Some of the opposition comes from concern about the board overstepping its authority. There are currently no laws that prohibit transgender girls from participating in girls’ high school sports in the state. Although the proposed House Bill 27 could change that if passed. The lack of official law surrounding this issue prompted questions about the power of the athletics board.
Other testifiers spoke to their concerns about the direction of the state as a whole. Anchorage resident Jamie Chope said that inclusive sports teams helped him and his wife grow and learn. He said that having diverse sports teams made their lives better. And said that he hopes his child, and his child’s friends, will have the same opportunity to participate in inclusive sports.
But if the rule change did pass, Chope said that he and his wife might reevaluate staying in Alaska. “Our lives in Alaska would be diminished, and we would reconsider whether our young family would continue to make this state the place we live and work,” he said.
Laura Steele, a testifier from Juneau, shared similar concerns to Chope about the future of Alaska’s children in sports. She said that while her daughter was only 2 years old, Steele hoped that she could grow up to play sports that were inclusive to everyone.
“I’m not afraid of trans girls sharing a changing room with my daughter one day. I’m not afraid of her being beaten by trans girls in sports,” Steele said. “What I am afraid of is the violence and bigotry that other people’s daughters are now facing by policies like this one that your body has proposed.”
While many testifiers seemed in stark opposition to the proposed rule change, some were in favor of it. Of those in favor was Sen. Shelley Hughes, R-Palmer.
In her written testimony, she said that the proposed rule change would protect girls, which she says is the demographic that has been left out of the conversation.

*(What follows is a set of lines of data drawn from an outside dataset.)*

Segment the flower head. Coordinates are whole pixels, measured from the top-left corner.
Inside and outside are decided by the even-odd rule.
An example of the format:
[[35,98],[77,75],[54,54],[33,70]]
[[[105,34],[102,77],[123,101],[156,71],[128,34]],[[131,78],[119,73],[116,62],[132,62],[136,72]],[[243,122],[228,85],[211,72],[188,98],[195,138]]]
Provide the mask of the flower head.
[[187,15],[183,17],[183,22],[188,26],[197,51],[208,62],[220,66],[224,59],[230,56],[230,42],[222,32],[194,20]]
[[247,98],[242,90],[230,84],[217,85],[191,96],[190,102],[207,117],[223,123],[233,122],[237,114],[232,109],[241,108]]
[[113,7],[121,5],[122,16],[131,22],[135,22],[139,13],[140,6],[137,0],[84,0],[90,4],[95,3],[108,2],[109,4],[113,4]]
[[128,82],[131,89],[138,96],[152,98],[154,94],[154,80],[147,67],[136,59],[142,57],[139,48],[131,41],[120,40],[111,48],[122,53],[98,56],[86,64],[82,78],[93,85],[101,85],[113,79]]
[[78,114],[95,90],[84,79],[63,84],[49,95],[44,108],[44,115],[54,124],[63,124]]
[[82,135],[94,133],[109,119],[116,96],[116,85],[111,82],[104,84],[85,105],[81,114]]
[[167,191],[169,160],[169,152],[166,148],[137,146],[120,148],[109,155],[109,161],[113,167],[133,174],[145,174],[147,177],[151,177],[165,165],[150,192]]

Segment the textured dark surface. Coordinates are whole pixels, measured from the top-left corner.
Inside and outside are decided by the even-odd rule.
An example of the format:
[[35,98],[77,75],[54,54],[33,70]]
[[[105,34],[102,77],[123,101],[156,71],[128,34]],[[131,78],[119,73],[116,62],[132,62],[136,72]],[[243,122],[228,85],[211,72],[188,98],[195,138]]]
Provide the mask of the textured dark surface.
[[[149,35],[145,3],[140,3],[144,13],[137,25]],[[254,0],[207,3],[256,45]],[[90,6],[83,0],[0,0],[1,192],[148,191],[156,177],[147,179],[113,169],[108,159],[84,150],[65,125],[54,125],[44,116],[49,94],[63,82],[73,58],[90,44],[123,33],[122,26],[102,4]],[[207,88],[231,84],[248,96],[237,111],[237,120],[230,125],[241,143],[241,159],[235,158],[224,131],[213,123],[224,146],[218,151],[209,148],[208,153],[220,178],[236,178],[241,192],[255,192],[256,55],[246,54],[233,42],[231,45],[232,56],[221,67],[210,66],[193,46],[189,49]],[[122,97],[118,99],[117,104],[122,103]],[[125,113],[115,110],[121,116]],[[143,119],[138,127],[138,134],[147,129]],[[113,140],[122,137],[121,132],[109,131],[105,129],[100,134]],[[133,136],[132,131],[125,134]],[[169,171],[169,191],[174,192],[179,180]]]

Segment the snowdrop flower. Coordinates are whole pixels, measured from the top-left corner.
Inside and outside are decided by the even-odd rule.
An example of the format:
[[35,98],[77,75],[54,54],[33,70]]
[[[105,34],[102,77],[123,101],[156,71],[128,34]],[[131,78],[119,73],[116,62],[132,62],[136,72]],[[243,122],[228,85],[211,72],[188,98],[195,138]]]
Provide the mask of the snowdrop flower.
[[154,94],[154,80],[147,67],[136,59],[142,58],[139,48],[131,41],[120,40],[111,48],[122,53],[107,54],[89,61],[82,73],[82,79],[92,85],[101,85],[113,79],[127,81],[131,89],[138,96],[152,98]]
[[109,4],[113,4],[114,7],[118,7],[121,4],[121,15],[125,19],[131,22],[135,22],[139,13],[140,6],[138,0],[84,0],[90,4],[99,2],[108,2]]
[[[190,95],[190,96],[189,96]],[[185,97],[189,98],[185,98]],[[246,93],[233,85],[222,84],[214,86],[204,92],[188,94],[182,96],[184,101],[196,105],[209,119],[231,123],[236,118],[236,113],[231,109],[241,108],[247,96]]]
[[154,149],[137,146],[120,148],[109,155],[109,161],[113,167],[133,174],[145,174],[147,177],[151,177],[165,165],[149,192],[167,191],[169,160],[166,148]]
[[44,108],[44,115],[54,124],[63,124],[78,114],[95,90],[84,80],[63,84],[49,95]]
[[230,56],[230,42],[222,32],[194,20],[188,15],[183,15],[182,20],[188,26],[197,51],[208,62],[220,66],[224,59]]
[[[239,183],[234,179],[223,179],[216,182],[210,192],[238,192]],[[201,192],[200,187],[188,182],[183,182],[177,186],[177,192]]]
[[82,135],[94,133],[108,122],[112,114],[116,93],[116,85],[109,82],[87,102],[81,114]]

“You know like I do, that if the proposed bylaw change before you is not adopted, we will lose an even-playing field in sports for girls and females will face discrimination,” Hughes said in her written testimony.
Her testimony also addressed the issue of high suicide and depression rates for transgender individuals, something that some testifiers in opposition to the proposed change said would increase if trans students were prohibited from participating in girls’ sports. Hughes said that if the board did not pass this new rule, rates of suicide and depression would worsen among teenage girls.
Hughes has also pushed back against accusations that supporters of the rule change are transphobic.
She noted that the new rules would not take away equal access to sports. “Every. Single. Athlete would have ample opportunities to participate in school sports,” she said in her testimony.
However, not all testifiers seemed to share Hughes’ opinion. Hope Uele, calling from Anchorage, questioned the motivations of the board.
“ASAA’s mission statement is to provide and promote opportunities through activities for all Alaska students,” she said. “So unless the definition of ‘all’ has changed, the proposed proposal goes against that mission statement.”